Co-design and usability
Design concepts were tested with participants and they were encouraged to participate in designing in order to understand their needs. This was particularly useful for bigger picture service design development, and getting feedback on the strength of behaviour change strategies. Usability studies were conducted remotely where users follow a click-through prototype and think aloud.
I’m an enthusiastic deep-thinking designer, striving for creative and innovative designs based on evidence and empathy.
My first degree was in Product Design and Technology, and I have 5 years of experience working in industry as a Product Designer and Design Engineer. I have always strived for my work to be innovative and to improve design methods and strategies. I enjoy solving challenges and creating products and services that people enjoy using. However, sometimes more structured engineering approaches can take the user out of focus as you work towards the end goal. User Experience Design has allowed me to develop the skills and knowledge to keep the users at the centre of the design to create products and services that will feel great to use and meet real needs. I prefer larger picture thinking, researching, service design and iterative design. I can now combine my analytical and methodical engineering and scientific approaches with more fluid and adaptive iterative UX design approaches.
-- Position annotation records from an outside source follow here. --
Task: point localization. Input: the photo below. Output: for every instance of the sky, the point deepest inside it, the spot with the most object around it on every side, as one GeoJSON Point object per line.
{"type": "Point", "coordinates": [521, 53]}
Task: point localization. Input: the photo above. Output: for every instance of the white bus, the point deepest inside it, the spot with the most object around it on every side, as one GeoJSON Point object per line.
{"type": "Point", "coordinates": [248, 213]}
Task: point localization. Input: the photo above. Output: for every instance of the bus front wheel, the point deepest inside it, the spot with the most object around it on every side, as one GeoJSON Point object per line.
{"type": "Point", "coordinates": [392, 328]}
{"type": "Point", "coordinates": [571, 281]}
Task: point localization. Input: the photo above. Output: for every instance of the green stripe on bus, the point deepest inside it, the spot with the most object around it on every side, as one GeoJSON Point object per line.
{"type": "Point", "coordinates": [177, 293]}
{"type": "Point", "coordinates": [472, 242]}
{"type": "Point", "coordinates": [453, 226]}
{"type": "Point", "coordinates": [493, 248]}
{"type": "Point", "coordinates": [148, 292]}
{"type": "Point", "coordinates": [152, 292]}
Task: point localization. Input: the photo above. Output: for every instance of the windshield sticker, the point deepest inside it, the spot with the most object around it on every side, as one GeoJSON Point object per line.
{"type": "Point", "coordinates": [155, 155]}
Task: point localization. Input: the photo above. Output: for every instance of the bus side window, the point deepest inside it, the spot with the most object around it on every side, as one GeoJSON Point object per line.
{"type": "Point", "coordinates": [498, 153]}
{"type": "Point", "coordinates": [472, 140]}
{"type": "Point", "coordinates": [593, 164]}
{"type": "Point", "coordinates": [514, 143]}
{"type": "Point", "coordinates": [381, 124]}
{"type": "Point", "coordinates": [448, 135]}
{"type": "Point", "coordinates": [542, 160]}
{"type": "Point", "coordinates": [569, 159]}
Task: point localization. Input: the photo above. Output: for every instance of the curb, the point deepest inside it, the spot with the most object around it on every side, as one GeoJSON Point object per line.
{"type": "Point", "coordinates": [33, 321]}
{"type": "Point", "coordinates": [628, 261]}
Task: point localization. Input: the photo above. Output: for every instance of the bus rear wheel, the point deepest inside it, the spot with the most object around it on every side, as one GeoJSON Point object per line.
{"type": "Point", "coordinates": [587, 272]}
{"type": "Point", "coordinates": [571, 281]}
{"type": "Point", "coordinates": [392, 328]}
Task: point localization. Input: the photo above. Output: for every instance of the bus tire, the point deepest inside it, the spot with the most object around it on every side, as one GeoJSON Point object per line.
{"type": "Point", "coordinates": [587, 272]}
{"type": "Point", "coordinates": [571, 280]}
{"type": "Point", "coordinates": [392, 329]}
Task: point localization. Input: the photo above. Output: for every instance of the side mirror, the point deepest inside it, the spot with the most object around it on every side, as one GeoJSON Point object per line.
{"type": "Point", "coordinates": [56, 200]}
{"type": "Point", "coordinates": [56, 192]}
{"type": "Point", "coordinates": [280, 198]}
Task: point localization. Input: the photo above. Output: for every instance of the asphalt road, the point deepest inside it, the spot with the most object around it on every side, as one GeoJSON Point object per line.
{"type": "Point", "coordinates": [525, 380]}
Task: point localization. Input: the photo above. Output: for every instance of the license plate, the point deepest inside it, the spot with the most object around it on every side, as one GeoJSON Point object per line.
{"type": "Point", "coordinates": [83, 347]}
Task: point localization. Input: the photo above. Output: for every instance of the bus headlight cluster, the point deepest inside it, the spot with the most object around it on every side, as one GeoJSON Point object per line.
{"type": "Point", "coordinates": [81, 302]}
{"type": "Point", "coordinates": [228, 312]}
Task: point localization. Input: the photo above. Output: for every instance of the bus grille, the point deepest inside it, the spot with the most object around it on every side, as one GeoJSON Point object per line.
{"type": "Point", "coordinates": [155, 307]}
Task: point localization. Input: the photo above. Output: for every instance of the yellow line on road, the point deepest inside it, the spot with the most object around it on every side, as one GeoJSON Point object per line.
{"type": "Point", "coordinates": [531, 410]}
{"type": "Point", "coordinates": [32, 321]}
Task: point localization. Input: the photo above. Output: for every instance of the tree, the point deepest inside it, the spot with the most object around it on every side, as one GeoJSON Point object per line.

In my career, I would like to put into practice my new UX skills and combine them with more strategic and analytical thinking.
Improving the user experience of buying sustainable food for young adults living with parents or carers.
In 2014 I exhibited my Product Design work at New Designers in London. Only a selection of students were chosen to exhibit and it was a privilege to meet professionals from the industry there.
In 2017 I was awarded Incorporated Engineer status with the Institute of Mechanical Engineers. This process included the quarterly submission of reports with a final interview in London. It proved my competencies in knowledge and understanding, design and development of processes, systems, services and products, responsibility, management and leadership, communication and interpersonal skills, and professional commitment.
In 2019 I completed IBM's Enterprise Design Thinking & Team Essentials for AI online courses. These developed skills and knowledge for teamwork in UX and responsible designing for Artificial Intelligence.
In 2019 I entered the University UXathon with a team. We won the award for best concept for our sustainability focussed service that easily allowed customers to swap unwanted clothes for new garments. This involved creating a service concept with an app design based on a brief provided by a start up company.
In 2020 our team won funding from the Ford Smart Mobility Challenge for our packaging-free food service concept 'wefill'. A concept where food is delivered to student halls and the reusable packaging is swapped and taken away. We developed a brand, the service design, business model, and preliminary user interface designs.